Ultra-runners think they’re exploring raw grit, but they’re also stress-testing the human machine. A new study in Current Biology tracked elite ultra-runners, cyclists, and triathletes and confirmed something uncomfortable: even the fittest blokes on the planet hit a metabolic ceiling. The body simply won’t let you burn more than about 2.4 to 2.5 times your basal metabolic rate for long stretches.
BMR is the “lie on the couch and keep breathing” baseline. The ceiling is how much the body can actually support once you crank things into the pain cave.

How the Researchers Found Metabolic Ceiling
Scientists monitored 14 elite endurance athletes during multi-day races and year-long training blocks. They used heavy-water tracking (deuterium and oxygen-18) to measure exactly how much carbon dioxide athletes produced, which reveals total energy burn. It’s the gold standard, no guessing.
In the chaos of multi-day events, some runners briefly hit energy expenditure levels six to seven times their BMR. That’s the kind of effort where you need 7,000 to 8,000 calories a day just to stay upright. But averaged over months, every athlete came drifting right back to the same limit: roughly 2.4× BMR. Push higher for too long and the body doesn’t negotiate; it starts burning its own tissue. The metabolic ceiling is as real for us as it is every animal.
What Happens When You Blow Past the Ceiling
Going over your sustainable metabolic limit isn’t “beast mode”. It’s your body quietly writing its own resignation letter. Here’s what actually happens when you push past 2.4× BMR for too long.
- Your body starts eating itself. When intake can’t match burn, you don’t lose fat first. You lose muscle, organ tissue, and anything it can strip for fuel. You literally shrink.
- Your hormones crash. Testosterone dives. Cortisol stays high. Thyroid output drops. You become colder, slower, and more miserable than a hungover bloke shopping for cushions and throw-rugs with his mother-in-law.
- Your immune system taps out. White blood cells plummet, inflammation spikes, and suddenly every sniffle becomes a full-body shutdown. Ultra-athletes call it “the post-race plague”.
- Your gut revolts. Blood is diverted from digestion to survival. Food ferments, bloats, and sabotages your next session. You can train or digest, not both.
- Your bones thin out. Chronic energy deficit means reduced bone turnover.

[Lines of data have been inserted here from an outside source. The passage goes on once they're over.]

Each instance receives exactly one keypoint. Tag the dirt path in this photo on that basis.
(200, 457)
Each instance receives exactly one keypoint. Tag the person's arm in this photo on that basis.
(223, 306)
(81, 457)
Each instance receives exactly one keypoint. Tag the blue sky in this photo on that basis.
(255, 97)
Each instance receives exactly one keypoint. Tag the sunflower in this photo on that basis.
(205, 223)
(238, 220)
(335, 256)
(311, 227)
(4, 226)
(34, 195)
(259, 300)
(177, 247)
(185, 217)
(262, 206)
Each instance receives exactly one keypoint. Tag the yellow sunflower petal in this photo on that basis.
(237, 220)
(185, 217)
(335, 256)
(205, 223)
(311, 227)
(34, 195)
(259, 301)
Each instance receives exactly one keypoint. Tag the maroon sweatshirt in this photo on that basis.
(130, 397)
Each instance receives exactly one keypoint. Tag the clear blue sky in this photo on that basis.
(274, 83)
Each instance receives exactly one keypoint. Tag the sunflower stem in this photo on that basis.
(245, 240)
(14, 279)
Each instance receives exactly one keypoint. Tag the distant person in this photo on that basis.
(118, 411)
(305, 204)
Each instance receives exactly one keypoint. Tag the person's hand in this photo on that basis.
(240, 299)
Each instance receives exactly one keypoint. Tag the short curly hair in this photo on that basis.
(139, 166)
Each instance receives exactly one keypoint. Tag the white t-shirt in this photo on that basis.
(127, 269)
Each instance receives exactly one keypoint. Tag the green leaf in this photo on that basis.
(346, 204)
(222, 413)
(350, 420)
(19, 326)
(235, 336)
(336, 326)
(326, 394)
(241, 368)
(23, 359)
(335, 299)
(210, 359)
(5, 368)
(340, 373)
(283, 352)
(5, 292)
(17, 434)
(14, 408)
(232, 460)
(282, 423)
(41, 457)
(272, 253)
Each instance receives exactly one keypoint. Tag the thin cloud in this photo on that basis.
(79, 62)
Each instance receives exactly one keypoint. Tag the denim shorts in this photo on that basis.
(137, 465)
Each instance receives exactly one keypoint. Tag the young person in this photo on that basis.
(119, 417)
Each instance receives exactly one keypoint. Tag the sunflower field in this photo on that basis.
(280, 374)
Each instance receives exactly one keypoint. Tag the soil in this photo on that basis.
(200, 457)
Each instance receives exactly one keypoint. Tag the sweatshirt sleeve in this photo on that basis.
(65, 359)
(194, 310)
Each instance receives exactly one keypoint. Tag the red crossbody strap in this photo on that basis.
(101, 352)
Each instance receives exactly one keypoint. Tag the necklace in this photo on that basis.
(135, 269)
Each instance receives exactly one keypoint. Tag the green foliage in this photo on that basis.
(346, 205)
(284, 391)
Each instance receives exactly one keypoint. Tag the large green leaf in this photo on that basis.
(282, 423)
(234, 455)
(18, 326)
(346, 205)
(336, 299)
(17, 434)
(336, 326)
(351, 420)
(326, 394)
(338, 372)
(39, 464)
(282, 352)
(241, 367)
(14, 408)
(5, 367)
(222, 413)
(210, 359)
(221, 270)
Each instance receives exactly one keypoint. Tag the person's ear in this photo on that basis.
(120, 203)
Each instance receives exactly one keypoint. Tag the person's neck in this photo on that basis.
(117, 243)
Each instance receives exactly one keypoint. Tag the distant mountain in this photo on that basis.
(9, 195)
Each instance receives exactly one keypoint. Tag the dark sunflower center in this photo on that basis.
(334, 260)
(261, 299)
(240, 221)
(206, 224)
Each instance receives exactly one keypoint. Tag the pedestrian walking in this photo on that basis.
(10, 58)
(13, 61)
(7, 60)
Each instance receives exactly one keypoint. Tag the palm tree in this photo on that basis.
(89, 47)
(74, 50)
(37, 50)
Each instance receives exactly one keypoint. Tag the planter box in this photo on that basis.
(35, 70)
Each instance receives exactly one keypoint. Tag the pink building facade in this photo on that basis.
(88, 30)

Stress fractures aren’t bad luck, they’re bad maths.
- Your brain stops playing nice. Mood nosedives, focus drops, decision-making becomes sketchy, and you start fantasising about lying down in places you should not lie down.
Go too far past the limit for too long and you’re not “hardcore”. You’re a biological asset in liquidation mode.

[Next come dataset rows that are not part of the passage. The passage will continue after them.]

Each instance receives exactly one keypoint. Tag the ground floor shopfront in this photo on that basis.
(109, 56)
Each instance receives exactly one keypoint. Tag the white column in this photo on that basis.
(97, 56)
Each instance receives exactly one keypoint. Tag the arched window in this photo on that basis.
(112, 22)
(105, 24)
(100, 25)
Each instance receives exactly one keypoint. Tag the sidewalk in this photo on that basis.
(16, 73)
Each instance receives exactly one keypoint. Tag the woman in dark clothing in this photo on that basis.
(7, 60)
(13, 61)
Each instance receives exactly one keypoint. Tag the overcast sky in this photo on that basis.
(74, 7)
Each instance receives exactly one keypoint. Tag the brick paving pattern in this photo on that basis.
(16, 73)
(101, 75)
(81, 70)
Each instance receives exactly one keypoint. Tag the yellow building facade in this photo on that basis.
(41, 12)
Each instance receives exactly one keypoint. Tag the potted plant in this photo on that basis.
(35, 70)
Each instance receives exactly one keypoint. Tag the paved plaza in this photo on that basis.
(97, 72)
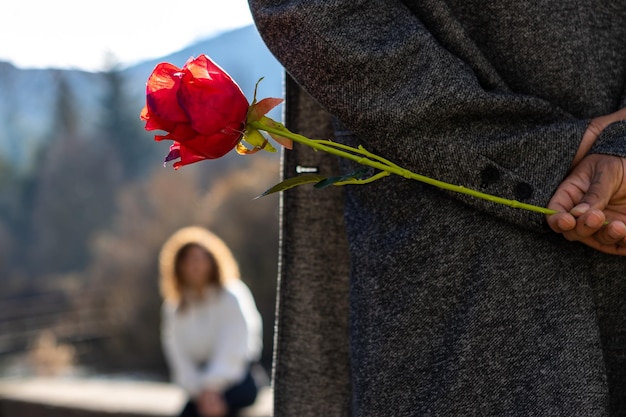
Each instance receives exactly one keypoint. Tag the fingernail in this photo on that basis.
(594, 220)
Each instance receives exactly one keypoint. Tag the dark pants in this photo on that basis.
(237, 397)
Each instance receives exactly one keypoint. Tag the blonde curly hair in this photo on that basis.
(171, 283)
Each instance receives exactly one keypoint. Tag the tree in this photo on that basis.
(121, 126)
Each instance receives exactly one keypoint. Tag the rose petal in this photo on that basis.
(211, 104)
(161, 89)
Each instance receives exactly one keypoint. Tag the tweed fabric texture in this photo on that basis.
(458, 306)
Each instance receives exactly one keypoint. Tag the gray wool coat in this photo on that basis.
(399, 299)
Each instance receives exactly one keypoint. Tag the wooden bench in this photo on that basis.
(90, 397)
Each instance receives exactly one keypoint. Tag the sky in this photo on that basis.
(81, 33)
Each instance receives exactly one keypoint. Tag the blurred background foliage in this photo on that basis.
(81, 226)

The Body Doesn’t Just Run – It Reallocates
When athletes pour more energy into movement, the body quietly cuts spending elsewhere. Less fidgeting. More naps. Lower subconscious movement. A built-in austerity budget.
Lead researcher Andrew Best says, “If you go over the ceiling for short periods, that’s fine. But long term, it’s unsustainable because your body will start to break down its tissue, and you’ll shrink.”

To even flirt with the 2.4× ceiling, you’re looking at running roughly 17 km a day for a year. Most blokes would break before they burned out their metabolism.
As Best puts it, “For most of us, we’re never going to reach this metabolic ceiling. Most people, including me, would get injured long before any energetic limit comes into play.”
There’s a ceiling to sustainable output. If you stay just below it, your body adapts and grows. If you blast past it too often, you’re no longer training hard, you’re dismantling yourself.
Ultra-athletes have shown the limits. The rest of us just need to avoid the stupid end of the spectrum.